6 Crazy Places People Actually Call Home

Written by: Fran Tatman

Backpackers traverse the globe looking for unique experiences and adventures, often to the edge of danger. If extreme weather is your kick, or if the thought of another sunny, pleasant day that doesn’t try to kill you bores you to tears, check out these weird and wonderful (if slightly daunting) destinations.

Oymyakon, Russia

Oymyakon in Russia is so cold that birds have been known to freeze to death mid-flight. It’s the coldest inhabited place on earth with temperatures averaging -47 degrees Fahrenheit in January (having hit a record ridiculous -90F in 1933); the 500 residents have long been resigned to eating frozen meat. Cars have to be left running as long as they are outside of specially heated garages or else the fuel freezes inside the engine. They even have to burn fires for days to warm the ground enough to bury their dead. To top it off, there are only 3 hours of light a day in December.

Dallol, Ethiopia

‘The gateway to hell’, as Dallol in Ethiopia is ‘warmly’ called by those who live there, daily temperatures routinely reach above 100 degrees Fahrenheit. The area is rife with active volcanoes and endless, barren salt flats. The local people have survived there for thousands of years, toiling away on what is essentially the surface of the sun, using pick axes and back breaking labour to extract table salt. Something to remember next time you’re sprinkling away on those chips. They do this while dodging fissures full of molten lava that open up during earthquakes, and underground acid pools waiting to be broken into. Even worse, the entire area smells like rotten egg thanks to the beautiful yellow sulphur deposits. Great.

Cherrapunji, India

Cherrapunji, or Sohra, in India is noted as the wettest city on Earth, experiencing a yearly average of 1,270 centimetres. Compare this to our rainiest city Cardiff, which has a meagre 115 cm (a fact that still doesn’t take away from the annoyance of stepping out of a car, square into a dirty puddle). To add insult to soggy-injury Cherrapunji regularly suffers from severe droughts. The entire area is on a porous limestone rock bed that sucks away all the floods of water, and conveniently dumps it further below on poor waterlogged Bangladesh. All that rain does mean the Khasi, the local people, can grow their own bridges, a technique that takes over a decade to complete with the structures lasting for hundreds of years.
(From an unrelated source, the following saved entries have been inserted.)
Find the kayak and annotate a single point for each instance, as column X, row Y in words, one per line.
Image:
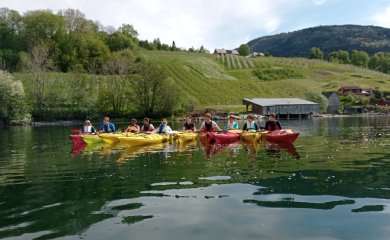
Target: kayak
column 282, row 136
column 143, row 139
column 76, row 139
column 110, row 138
column 185, row 136
column 91, row 139
column 252, row 137
column 220, row 138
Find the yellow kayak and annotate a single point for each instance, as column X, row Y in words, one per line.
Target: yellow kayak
column 185, row 136
column 252, row 137
column 111, row 138
column 143, row 139
column 91, row 139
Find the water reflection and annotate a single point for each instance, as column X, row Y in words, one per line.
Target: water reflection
column 339, row 187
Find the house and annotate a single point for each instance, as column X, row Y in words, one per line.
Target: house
column 354, row 90
column 233, row 52
column 220, row 51
column 283, row 107
column 257, row 54
column 333, row 103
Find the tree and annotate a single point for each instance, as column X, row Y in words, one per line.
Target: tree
column 154, row 92
column 340, row 56
column 359, row 58
column 244, row 50
column 12, row 98
column 173, row 47
column 316, row 53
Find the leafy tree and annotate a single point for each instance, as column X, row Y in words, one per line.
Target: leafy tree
column 340, row 56
column 173, row 47
column 316, row 53
column 359, row 58
column 12, row 98
column 244, row 50
column 154, row 92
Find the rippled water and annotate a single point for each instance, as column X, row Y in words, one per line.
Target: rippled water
column 334, row 184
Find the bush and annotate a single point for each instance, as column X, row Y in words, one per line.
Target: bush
column 12, row 99
column 277, row 73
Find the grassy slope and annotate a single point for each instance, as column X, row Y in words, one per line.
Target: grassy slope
column 209, row 80
column 222, row 82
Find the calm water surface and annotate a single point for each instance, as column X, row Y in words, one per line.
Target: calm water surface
column 334, row 184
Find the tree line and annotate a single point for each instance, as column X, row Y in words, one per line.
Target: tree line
column 69, row 41
column 379, row 61
column 105, row 73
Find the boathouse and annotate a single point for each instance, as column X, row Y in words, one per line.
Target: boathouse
column 282, row 107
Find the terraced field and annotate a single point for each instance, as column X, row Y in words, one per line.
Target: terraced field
column 209, row 80
column 232, row 62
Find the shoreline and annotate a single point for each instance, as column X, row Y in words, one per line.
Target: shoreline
column 70, row 123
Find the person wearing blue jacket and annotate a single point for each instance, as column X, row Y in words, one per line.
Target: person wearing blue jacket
column 107, row 126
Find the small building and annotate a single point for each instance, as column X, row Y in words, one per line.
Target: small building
column 257, row 54
column 283, row 107
column 333, row 104
column 346, row 90
column 221, row 51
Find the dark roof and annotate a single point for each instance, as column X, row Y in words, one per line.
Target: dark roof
column 267, row 102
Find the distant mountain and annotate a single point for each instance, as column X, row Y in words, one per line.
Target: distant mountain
column 371, row 39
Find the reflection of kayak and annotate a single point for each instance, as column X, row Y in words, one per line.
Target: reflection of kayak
column 91, row 139
column 143, row 139
column 185, row 136
column 282, row 136
column 76, row 139
column 252, row 137
column 220, row 137
column 110, row 138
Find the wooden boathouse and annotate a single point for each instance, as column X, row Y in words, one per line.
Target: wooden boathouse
column 282, row 107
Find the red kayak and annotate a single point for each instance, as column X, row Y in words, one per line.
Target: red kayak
column 282, row 136
column 219, row 137
column 76, row 139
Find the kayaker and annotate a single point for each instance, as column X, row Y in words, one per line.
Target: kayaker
column 88, row 128
column 164, row 128
column 133, row 127
column 147, row 127
column 107, row 126
column 250, row 124
column 233, row 123
column 272, row 124
column 189, row 125
column 209, row 125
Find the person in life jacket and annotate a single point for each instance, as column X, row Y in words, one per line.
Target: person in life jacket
column 164, row 128
column 272, row 124
column 250, row 124
column 189, row 125
column 88, row 128
column 147, row 127
column 107, row 126
column 133, row 127
column 233, row 123
column 209, row 125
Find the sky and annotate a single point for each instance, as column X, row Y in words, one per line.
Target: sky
column 218, row 23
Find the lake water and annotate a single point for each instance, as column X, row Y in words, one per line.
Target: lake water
column 334, row 184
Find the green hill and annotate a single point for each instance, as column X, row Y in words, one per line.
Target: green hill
column 209, row 80
column 371, row 39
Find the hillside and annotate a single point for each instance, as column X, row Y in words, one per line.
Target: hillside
column 329, row 38
column 210, row 80
column 206, row 80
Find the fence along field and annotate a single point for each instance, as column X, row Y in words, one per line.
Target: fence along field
column 233, row 62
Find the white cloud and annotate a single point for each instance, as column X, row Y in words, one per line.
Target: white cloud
column 382, row 18
column 319, row 2
column 213, row 23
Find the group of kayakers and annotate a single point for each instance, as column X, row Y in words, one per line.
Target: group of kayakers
column 208, row 125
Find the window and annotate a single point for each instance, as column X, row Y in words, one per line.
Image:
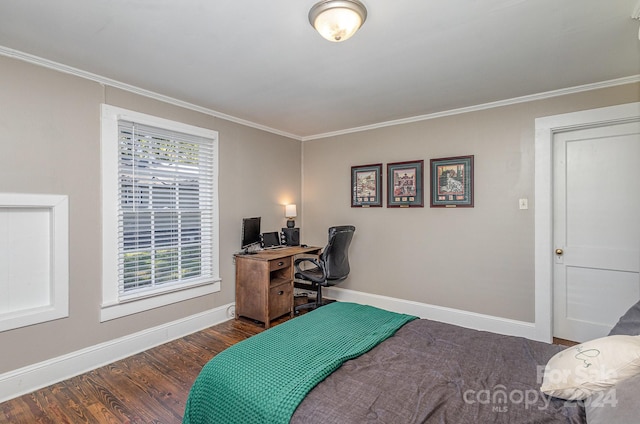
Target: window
column 160, row 214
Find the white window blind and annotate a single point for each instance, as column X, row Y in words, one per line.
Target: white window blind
column 165, row 221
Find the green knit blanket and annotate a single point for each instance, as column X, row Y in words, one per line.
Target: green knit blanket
column 263, row 379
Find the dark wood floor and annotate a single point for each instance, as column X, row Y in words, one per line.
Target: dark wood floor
column 150, row 387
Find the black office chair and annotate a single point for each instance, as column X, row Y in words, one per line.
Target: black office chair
column 330, row 268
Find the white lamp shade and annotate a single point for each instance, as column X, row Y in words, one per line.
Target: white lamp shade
column 337, row 20
column 290, row 211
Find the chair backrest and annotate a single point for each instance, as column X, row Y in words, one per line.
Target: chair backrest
column 335, row 255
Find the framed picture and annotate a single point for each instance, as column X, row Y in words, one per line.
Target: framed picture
column 452, row 182
column 405, row 184
column 366, row 186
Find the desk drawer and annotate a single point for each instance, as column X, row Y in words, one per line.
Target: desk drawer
column 281, row 263
column 280, row 300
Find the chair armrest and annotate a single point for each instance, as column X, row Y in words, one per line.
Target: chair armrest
column 298, row 261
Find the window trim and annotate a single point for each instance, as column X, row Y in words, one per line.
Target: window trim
column 113, row 305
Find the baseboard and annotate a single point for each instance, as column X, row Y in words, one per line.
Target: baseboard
column 437, row 313
column 33, row 377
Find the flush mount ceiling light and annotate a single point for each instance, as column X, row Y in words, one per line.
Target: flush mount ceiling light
column 337, row 20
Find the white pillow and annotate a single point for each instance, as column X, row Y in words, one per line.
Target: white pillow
column 577, row 372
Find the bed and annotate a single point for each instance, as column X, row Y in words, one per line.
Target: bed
column 348, row 363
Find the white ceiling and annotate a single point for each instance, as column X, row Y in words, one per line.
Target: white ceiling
column 260, row 61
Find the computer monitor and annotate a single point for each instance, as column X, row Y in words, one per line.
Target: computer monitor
column 250, row 231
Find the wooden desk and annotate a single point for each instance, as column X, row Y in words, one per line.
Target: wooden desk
column 264, row 283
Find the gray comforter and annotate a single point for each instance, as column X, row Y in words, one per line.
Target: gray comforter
column 430, row 372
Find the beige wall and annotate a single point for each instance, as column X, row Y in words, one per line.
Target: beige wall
column 477, row 259
column 50, row 138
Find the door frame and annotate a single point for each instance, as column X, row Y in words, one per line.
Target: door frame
column 545, row 130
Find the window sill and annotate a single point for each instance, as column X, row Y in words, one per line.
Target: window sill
column 118, row 310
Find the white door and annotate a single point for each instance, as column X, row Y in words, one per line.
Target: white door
column 596, row 218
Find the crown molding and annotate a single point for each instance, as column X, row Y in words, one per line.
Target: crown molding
column 529, row 98
column 16, row 54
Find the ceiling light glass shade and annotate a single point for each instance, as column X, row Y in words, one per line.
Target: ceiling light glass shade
column 337, row 20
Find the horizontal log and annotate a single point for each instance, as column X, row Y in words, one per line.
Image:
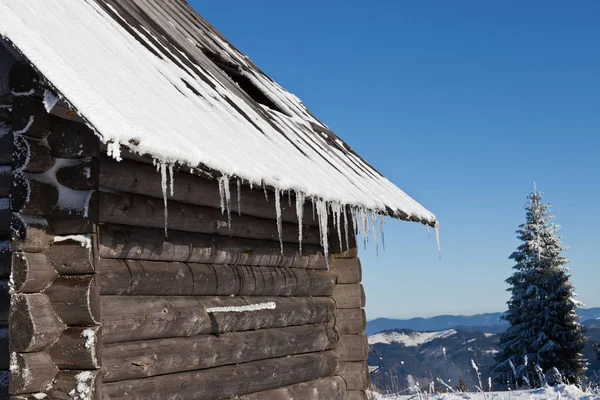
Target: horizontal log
column 137, row 178
column 351, row 321
column 217, row 383
column 75, row 299
column 71, row 139
column 6, row 149
column 349, row 296
column 31, row 196
column 65, row 254
column 75, row 222
column 347, row 270
column 352, row 252
column 78, row 348
column 117, row 241
column 356, row 375
column 31, row 156
column 72, row 255
column 30, row 234
column 141, row 359
column 29, row 117
column 31, row 372
column 146, row 211
column 356, row 395
column 134, row 277
column 80, row 384
column 353, row 347
column 33, row 323
column 127, row 318
column 82, row 175
column 32, row 272
column 331, row 388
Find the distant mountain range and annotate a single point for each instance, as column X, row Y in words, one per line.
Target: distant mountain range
column 445, row 354
column 488, row 323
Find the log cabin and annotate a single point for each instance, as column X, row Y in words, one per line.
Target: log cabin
column 173, row 223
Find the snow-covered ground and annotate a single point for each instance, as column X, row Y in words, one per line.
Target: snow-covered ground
column 551, row 393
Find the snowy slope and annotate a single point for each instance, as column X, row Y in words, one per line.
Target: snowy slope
column 410, row 339
column 551, row 393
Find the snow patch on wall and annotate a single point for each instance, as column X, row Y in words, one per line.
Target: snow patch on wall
column 84, row 240
column 250, row 307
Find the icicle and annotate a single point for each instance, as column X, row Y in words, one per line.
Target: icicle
column 321, row 206
column 338, row 221
column 364, row 225
column 300, row 215
column 163, row 182
column 437, row 239
column 346, row 228
column 113, row 150
column 354, row 222
column 222, row 195
column 279, row 222
column 227, row 193
column 381, row 217
column 239, row 197
column 171, row 180
column 373, row 219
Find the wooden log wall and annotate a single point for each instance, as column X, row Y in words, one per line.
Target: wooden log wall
column 6, row 146
column 54, row 317
column 157, row 292
column 353, row 347
column 105, row 302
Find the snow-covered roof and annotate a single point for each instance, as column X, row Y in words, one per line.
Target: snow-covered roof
column 155, row 77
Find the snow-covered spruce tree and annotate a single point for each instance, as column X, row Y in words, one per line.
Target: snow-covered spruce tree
column 544, row 334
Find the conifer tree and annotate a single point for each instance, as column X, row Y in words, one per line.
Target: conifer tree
column 544, row 335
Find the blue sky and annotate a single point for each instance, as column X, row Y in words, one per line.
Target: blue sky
column 463, row 105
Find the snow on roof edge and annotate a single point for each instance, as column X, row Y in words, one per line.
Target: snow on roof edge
column 423, row 216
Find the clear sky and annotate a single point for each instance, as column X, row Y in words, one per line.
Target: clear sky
column 463, row 105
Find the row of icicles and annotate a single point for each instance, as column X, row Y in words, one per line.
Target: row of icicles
column 364, row 222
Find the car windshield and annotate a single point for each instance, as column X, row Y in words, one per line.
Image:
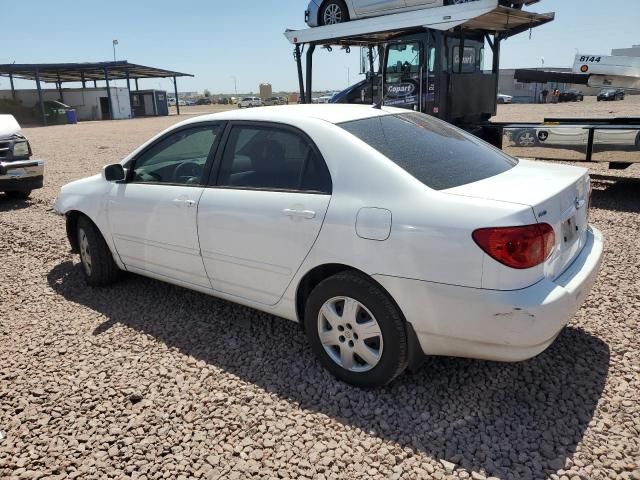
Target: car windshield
column 438, row 154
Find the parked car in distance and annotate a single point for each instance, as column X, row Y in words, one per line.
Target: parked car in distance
column 54, row 111
column 331, row 12
column 19, row 173
column 248, row 102
column 271, row 101
column 611, row 94
column 571, row 95
column 387, row 233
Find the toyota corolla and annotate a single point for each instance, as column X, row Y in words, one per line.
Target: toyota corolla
column 386, row 234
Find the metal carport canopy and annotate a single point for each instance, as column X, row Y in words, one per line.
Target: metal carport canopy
column 77, row 72
column 524, row 75
column 485, row 16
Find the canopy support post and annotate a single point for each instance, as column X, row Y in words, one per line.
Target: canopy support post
column 13, row 90
column 106, row 78
column 40, row 100
column 298, row 55
column 60, row 89
column 371, row 74
column 175, row 89
column 309, row 95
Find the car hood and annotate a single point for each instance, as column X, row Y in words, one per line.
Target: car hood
column 8, row 126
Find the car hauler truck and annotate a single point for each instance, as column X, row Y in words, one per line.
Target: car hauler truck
column 432, row 61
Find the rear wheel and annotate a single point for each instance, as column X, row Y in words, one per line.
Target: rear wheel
column 356, row 331
column 333, row 12
column 97, row 261
column 19, row 194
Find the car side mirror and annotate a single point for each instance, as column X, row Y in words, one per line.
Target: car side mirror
column 114, row 173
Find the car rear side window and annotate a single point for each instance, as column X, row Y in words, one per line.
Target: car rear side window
column 272, row 158
column 439, row 155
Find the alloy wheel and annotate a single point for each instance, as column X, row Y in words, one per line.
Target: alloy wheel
column 333, row 14
column 350, row 334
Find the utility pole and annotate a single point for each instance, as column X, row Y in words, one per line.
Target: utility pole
column 235, row 84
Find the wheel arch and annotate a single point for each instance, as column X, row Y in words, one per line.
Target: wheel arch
column 321, row 272
column 72, row 217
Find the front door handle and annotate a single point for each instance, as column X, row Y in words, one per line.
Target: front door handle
column 183, row 202
column 308, row 214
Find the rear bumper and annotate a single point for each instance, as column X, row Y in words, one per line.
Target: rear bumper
column 21, row 175
column 496, row 325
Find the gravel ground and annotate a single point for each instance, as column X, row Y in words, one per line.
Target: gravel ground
column 145, row 380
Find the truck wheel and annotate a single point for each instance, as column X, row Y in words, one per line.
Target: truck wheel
column 97, row 261
column 333, row 12
column 356, row 331
column 527, row 138
column 19, row 194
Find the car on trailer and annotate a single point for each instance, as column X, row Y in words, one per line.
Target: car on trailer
column 571, row 95
column 19, row 172
column 611, row 94
column 331, row 12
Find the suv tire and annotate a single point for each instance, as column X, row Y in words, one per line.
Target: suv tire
column 333, row 12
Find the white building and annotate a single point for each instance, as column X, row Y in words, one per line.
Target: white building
column 89, row 103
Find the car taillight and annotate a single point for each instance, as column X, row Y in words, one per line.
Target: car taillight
column 517, row 247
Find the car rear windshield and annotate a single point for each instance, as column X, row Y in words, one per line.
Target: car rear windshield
column 439, row 155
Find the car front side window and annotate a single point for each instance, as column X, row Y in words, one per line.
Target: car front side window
column 178, row 159
column 272, row 158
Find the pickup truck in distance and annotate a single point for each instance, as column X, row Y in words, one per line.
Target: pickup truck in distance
column 19, row 174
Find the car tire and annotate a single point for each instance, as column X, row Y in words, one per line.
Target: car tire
column 333, row 12
column 526, row 138
column 96, row 258
column 367, row 345
column 19, row 194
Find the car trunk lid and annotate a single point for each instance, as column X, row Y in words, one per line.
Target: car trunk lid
column 558, row 195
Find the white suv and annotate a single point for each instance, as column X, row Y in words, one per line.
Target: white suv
column 248, row 102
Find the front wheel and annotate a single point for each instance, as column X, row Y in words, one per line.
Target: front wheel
column 356, row 331
column 333, row 12
column 97, row 261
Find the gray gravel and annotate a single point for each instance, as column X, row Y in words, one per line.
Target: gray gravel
column 145, row 380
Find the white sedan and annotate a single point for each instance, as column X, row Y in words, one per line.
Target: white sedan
column 387, row 234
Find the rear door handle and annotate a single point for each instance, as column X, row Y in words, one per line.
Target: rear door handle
column 308, row 214
column 183, row 202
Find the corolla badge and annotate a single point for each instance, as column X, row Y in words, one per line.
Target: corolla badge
column 401, row 89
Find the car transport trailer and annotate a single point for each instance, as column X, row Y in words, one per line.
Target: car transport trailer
column 432, row 61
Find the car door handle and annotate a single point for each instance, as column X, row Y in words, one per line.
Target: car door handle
column 183, row 202
column 308, row 214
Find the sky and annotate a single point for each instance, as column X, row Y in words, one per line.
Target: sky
column 217, row 40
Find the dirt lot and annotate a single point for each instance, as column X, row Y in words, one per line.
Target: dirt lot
column 145, row 380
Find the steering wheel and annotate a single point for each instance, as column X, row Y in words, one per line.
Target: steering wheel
column 187, row 170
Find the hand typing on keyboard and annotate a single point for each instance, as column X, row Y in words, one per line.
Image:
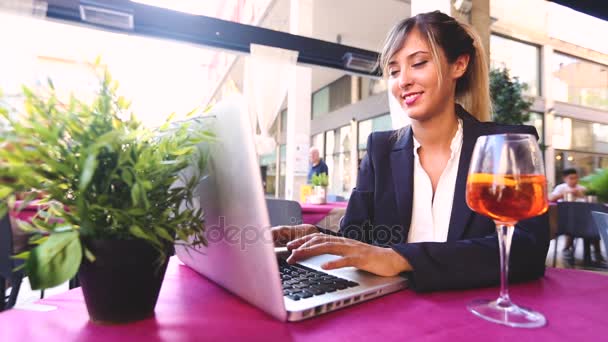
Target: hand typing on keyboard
column 378, row 260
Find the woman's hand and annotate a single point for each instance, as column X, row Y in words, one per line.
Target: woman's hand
column 283, row 234
column 378, row 260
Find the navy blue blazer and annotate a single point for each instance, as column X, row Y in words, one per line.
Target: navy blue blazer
column 380, row 210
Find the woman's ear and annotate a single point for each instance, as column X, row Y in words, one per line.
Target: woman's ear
column 459, row 67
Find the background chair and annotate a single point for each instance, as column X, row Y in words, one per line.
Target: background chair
column 574, row 219
column 601, row 221
column 284, row 212
column 7, row 264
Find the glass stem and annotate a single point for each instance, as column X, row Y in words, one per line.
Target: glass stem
column 505, row 233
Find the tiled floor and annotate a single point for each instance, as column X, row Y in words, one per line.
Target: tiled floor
column 27, row 296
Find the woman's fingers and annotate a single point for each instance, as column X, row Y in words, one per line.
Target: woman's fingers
column 342, row 262
column 300, row 241
column 281, row 235
column 335, row 248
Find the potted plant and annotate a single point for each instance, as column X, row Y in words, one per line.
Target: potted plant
column 319, row 182
column 113, row 205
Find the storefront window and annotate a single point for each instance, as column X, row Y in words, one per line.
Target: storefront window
column 332, row 97
column 337, row 152
column 372, row 86
column 579, row 82
column 366, row 127
column 521, row 59
column 319, row 143
column 536, row 120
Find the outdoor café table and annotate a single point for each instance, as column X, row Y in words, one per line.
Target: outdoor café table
column 191, row 308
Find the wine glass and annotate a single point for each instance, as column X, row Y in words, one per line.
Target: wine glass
column 507, row 183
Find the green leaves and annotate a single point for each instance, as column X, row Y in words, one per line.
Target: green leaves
column 103, row 175
column 509, row 104
column 90, row 165
column 56, row 260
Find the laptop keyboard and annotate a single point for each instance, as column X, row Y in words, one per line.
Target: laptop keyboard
column 303, row 282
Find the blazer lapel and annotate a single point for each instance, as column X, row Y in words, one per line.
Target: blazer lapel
column 460, row 210
column 402, row 167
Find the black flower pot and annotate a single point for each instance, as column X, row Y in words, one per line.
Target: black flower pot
column 123, row 282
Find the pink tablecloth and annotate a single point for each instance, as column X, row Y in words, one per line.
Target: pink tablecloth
column 191, row 308
column 315, row 213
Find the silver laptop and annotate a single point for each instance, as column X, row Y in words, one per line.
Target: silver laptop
column 240, row 255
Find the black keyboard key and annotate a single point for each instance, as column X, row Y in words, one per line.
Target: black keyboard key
column 306, row 294
column 340, row 286
column 302, row 282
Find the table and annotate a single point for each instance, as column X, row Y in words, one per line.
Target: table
column 325, row 215
column 191, row 308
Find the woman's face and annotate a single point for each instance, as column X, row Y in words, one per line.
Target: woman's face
column 414, row 82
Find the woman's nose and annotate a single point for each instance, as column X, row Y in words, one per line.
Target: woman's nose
column 404, row 80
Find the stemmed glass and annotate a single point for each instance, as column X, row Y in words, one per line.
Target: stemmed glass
column 507, row 183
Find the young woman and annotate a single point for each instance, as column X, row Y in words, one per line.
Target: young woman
column 408, row 212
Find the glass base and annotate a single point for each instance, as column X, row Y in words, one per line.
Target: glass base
column 510, row 315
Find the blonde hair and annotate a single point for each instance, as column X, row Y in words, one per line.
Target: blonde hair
column 445, row 35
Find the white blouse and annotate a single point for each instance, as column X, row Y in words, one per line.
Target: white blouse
column 431, row 218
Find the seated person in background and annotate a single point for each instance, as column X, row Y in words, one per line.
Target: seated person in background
column 569, row 186
column 560, row 193
column 408, row 211
column 318, row 166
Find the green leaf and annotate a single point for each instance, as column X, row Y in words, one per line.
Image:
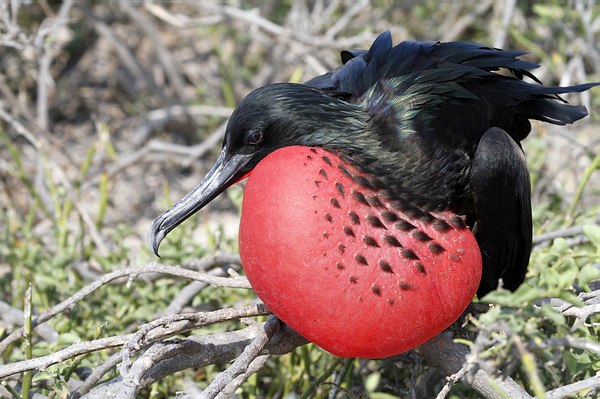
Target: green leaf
column 372, row 382
column 382, row 395
column 592, row 231
column 589, row 273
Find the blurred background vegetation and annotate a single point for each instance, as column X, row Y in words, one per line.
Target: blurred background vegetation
column 111, row 111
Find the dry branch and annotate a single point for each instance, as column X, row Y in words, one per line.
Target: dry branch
column 131, row 273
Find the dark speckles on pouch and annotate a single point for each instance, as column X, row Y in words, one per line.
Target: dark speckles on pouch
column 345, row 171
column 421, row 236
column 409, row 254
column 436, row 248
column 375, row 222
column 403, row 225
column 340, row 188
column 375, row 201
column 376, row 290
column 454, row 258
column 361, row 259
column 363, row 181
column 414, row 212
column 348, row 231
column 385, row 266
column 441, row 226
column 370, row 241
column 457, row 222
column 360, row 197
column 390, row 216
column 393, row 241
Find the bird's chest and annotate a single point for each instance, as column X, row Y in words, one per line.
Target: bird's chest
column 343, row 264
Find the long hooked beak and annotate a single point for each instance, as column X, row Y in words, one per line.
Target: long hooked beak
column 227, row 170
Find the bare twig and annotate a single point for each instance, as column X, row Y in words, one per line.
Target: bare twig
column 131, row 272
column 442, row 352
column 15, row 316
column 192, row 320
column 243, row 361
column 170, row 357
column 46, row 40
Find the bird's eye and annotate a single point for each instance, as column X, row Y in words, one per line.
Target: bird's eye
column 255, row 137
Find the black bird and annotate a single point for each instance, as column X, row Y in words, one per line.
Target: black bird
column 436, row 125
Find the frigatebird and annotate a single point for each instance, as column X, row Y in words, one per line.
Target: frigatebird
column 430, row 128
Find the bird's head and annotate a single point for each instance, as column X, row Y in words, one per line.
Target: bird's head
column 269, row 118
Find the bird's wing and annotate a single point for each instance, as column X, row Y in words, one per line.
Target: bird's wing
column 500, row 185
column 441, row 82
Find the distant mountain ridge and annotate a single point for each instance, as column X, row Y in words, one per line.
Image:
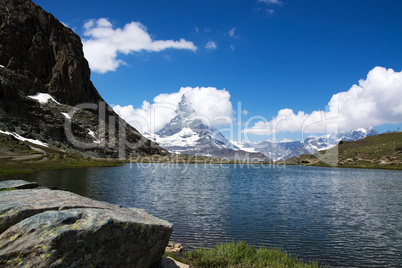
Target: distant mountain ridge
column 374, row 151
column 286, row 150
column 186, row 133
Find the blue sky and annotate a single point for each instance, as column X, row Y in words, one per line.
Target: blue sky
column 269, row 55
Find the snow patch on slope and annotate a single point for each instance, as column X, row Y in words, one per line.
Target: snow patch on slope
column 19, row 137
column 43, row 98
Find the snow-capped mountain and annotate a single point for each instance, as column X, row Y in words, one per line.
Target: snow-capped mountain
column 286, row 150
column 187, row 133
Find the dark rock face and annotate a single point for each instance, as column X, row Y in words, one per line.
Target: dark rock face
column 37, row 46
column 51, row 228
column 38, row 54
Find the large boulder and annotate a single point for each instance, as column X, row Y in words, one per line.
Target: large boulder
column 52, row 228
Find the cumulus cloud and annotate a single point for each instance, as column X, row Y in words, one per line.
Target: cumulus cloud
column 210, row 103
column 103, row 43
column 375, row 101
column 232, row 33
column 271, row 2
column 211, row 45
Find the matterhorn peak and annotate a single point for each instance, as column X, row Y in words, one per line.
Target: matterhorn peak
column 185, row 108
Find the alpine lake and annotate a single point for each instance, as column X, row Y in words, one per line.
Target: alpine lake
column 335, row 216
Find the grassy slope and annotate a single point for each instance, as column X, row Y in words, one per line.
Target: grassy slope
column 19, row 157
column 380, row 151
column 241, row 255
column 23, row 157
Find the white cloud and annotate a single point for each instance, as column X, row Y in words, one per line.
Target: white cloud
column 211, row 45
column 212, row 104
column 375, row 101
column 271, row 2
column 232, row 33
column 103, row 43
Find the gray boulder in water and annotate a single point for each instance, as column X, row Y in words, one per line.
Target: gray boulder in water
column 51, row 228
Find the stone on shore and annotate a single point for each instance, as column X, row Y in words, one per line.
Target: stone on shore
column 52, row 228
column 174, row 248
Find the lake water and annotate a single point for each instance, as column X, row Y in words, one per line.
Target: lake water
column 340, row 217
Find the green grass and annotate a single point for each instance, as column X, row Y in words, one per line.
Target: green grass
column 10, row 168
column 241, row 254
column 382, row 151
column 8, row 189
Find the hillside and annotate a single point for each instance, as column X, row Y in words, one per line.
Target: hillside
column 46, row 93
column 378, row 151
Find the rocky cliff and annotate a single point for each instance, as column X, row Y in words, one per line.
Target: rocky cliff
column 44, row 76
column 40, row 227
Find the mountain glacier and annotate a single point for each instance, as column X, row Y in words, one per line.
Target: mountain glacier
column 188, row 133
column 286, row 150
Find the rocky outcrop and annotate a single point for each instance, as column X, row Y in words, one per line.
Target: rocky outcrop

San Pedro De Atacama, Chile

This Chilean city makes the cut due to the fact that it just never rains here. The average rainfall is 0.761 mm a year and some weather stations have never recorded any at all. It’s so arid that even the tall mountain ranges have no snow caps as there is not enough moisture to freeze. In fact between the 16th and 20th centuries it didn’t rain at all. Not one drop. So if your idea of a good time is a mouth as dry as Gandhi’s flipflop take a trip to the sunny Atacama desert. Although not able to contribute to this list as no-one is quite stupid enough to live there, a quick shout out must go to the ‘Dry Valleys’ of Antarctica, which last saw rain around 2 million years ago, a dry patch that would make even a nun jealous.

Catatumbo, Venezuela

In Venezuela the people live beneath “rib-a-ha” or ‘river of fire in the sky’, which is only mildly less terrifying when you realize this is a series of colossal lightning storms that occur nearly every other night just after dusk. The electrifying (sorry) activity occurs over the Lake Maracaibo where it is joined by the Catatumbo River and produces near continuous hits, striking for up to ten hours a day and 280 times an hour. The electrical charges have been appearing in the skies above Venezuela for centuries.

Goma, Democratic Republic of Congo

For many people seeing an active volcano is high on the ‘to do’ list, but living in the red-hot shadow of one might be a step too far. Goma in the east of the Democratic Republic of Congo does just that. The very active Nyirangongo volcano which sits a mere 13km away has frequently attacked the city with spews of lava a kilometre across. 40% of the city was destroyed. It also has a tendency to kill the residents with undetectable clouds of poisonous carbon dioxide gas, known as ‘mazuka’ (Swahili for ‘evil wind’) that seep up through the ground. If this didn’t put you off enough, the local scenic Lake Kivu contains a massive amount of dissolved murderous gas which it constantly threatens to release. Recently, the airport was cleared of lava from the last eruption and now Goma is happily open to tourists.